To determine if the co-presence of genetic polymorphisms related to ALS has additive effects on the course of the disease in a population-based cohort of Italian patients.

Background:

Besides the disease-causing genes, several other genes have been reported to act as modifiers of ALS phenotype, especially patients’ survival. However, the interactions of these genes at clinical level have never been explored.

Design/Methods:

The study population includes 1245 ALS patients identified through the Piemonte Register for ALS, diagnosed between 2007 and 2016 and not carrying SOD1, TARDBP and FUS mutations. Controls were 766 age, sex, and geographically matched Italian subjects. We considered UNC13A (rs12608932), CAMTA1 (rs2412208), SLC112A (rs407135) and ZNF512B (ZNF512B) polymorphisms, as well as ATXN2 polyQ intermediate repeats (≥31) and C9ORF72 GGGGCC intronic expansion (≥30).

Results:

The variants in C9orf72 (p=0.016), ATXN2 (p<0.001) and UNC13A (p<0.001) were significantly related to survival in univariate analysis, while the other considered variants did not influence ALS outcome. However, in the Cox multivariable analysis, also CAMTA1 emerged to be independently related to survival (p=0.048). When assessing the interaction by pairs of genes, we found that the presence of both detrimental alleles/expansion was correlated with significantly shorter survival compared to subjects non-carrying both detrimental alleles/expansions. Each association of pairs of detrimental alleles was characterized by specific clinical phenotypes.

Conclusions:

We demonstrated that gene polymorphisms acting as genetic modifiers of ALS survival can act on their own or in unison.
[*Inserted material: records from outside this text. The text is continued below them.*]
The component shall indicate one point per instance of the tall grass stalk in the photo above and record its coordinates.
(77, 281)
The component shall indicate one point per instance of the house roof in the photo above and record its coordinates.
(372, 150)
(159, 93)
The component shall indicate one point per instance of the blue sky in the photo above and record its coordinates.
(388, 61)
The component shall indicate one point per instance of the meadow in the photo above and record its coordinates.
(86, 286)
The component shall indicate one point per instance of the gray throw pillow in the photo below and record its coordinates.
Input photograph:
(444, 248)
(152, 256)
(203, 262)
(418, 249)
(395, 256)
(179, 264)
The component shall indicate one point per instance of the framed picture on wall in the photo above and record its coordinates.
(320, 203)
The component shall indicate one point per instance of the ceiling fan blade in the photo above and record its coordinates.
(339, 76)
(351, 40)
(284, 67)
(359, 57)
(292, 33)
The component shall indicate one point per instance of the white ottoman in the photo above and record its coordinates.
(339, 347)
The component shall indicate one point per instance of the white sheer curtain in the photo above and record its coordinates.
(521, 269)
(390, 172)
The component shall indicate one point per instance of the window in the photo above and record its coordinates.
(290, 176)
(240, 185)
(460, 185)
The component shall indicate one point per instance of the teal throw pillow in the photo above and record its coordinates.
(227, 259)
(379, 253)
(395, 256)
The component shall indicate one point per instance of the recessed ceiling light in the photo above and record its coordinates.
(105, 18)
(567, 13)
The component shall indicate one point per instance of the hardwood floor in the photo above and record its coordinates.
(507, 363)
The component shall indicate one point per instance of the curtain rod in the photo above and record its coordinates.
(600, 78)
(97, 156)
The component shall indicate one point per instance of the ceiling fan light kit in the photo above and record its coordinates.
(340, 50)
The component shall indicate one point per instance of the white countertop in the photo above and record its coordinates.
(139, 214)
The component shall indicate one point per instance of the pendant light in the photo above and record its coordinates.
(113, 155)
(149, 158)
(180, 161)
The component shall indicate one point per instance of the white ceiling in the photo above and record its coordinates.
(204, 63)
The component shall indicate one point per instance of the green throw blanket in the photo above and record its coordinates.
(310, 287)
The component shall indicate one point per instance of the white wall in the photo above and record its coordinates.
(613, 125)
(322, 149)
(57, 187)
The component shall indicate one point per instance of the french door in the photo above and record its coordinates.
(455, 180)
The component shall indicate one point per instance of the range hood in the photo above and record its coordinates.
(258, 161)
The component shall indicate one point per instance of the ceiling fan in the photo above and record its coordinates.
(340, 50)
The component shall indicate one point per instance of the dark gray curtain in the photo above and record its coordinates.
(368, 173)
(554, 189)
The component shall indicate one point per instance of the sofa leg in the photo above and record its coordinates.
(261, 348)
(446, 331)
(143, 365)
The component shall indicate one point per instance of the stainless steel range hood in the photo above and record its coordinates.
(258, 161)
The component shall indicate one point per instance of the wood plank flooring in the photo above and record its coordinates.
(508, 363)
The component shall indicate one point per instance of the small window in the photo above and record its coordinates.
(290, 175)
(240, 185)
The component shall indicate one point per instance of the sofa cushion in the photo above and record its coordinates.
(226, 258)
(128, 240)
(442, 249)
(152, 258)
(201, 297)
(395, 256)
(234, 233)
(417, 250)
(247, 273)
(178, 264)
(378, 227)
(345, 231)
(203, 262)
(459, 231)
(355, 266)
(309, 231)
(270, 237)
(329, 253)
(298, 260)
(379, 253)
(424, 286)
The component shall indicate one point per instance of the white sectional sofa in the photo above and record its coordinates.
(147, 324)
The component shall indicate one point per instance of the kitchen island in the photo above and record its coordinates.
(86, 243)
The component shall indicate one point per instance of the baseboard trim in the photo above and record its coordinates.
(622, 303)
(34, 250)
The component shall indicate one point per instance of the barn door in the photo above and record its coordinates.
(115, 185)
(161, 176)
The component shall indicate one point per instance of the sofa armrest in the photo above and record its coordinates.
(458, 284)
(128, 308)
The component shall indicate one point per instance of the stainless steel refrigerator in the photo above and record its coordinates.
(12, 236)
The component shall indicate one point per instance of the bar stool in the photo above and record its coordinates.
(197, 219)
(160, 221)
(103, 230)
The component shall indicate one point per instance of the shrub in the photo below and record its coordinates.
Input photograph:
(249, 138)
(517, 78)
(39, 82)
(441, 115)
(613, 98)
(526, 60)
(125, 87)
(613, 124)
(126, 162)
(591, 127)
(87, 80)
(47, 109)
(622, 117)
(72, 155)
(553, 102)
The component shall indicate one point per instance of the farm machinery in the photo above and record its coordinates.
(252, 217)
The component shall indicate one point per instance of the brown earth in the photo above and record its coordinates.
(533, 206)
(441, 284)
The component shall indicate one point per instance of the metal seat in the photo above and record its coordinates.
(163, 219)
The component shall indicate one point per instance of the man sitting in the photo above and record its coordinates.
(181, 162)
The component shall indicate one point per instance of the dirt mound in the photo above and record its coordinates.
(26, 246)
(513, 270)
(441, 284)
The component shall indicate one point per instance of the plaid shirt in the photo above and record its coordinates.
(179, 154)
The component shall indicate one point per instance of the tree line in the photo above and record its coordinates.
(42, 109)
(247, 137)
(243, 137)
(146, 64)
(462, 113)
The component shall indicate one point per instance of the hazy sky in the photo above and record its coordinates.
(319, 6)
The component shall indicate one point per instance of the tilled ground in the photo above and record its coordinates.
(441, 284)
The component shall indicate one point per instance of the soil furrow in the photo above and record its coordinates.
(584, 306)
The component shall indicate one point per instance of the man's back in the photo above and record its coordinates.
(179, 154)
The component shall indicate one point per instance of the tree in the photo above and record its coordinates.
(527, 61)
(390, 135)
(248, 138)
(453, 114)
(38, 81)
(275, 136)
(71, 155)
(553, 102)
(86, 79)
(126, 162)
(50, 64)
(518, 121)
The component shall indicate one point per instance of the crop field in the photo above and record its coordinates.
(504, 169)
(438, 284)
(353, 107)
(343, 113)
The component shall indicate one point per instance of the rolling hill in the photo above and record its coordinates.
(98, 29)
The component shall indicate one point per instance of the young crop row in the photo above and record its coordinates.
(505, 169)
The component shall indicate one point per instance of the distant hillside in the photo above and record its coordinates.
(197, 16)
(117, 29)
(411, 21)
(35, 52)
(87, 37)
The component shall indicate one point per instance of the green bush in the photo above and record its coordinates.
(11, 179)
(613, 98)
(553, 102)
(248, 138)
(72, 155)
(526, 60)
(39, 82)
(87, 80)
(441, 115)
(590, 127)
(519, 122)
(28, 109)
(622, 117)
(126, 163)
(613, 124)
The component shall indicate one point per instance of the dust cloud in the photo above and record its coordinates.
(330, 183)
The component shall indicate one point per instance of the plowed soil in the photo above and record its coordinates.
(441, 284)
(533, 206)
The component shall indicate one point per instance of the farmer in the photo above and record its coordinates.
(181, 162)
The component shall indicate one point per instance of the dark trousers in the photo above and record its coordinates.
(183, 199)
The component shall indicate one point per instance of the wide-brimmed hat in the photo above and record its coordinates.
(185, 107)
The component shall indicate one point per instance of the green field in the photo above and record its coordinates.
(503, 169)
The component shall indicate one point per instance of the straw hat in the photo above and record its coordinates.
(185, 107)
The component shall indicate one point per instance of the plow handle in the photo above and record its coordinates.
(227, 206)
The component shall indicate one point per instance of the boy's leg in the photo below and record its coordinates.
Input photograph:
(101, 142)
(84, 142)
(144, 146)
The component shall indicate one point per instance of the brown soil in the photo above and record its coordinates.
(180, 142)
Overall, 54% of patients carried at least one detrimental common polymorphism or repeat expansion, highlighting the clinical impact of our findings. In addition, the identification of the synergic effects of modifier genes represents an essential clue for explaining ALS clinical heterogeneity and should be considered in designing and interpreting clinical trials.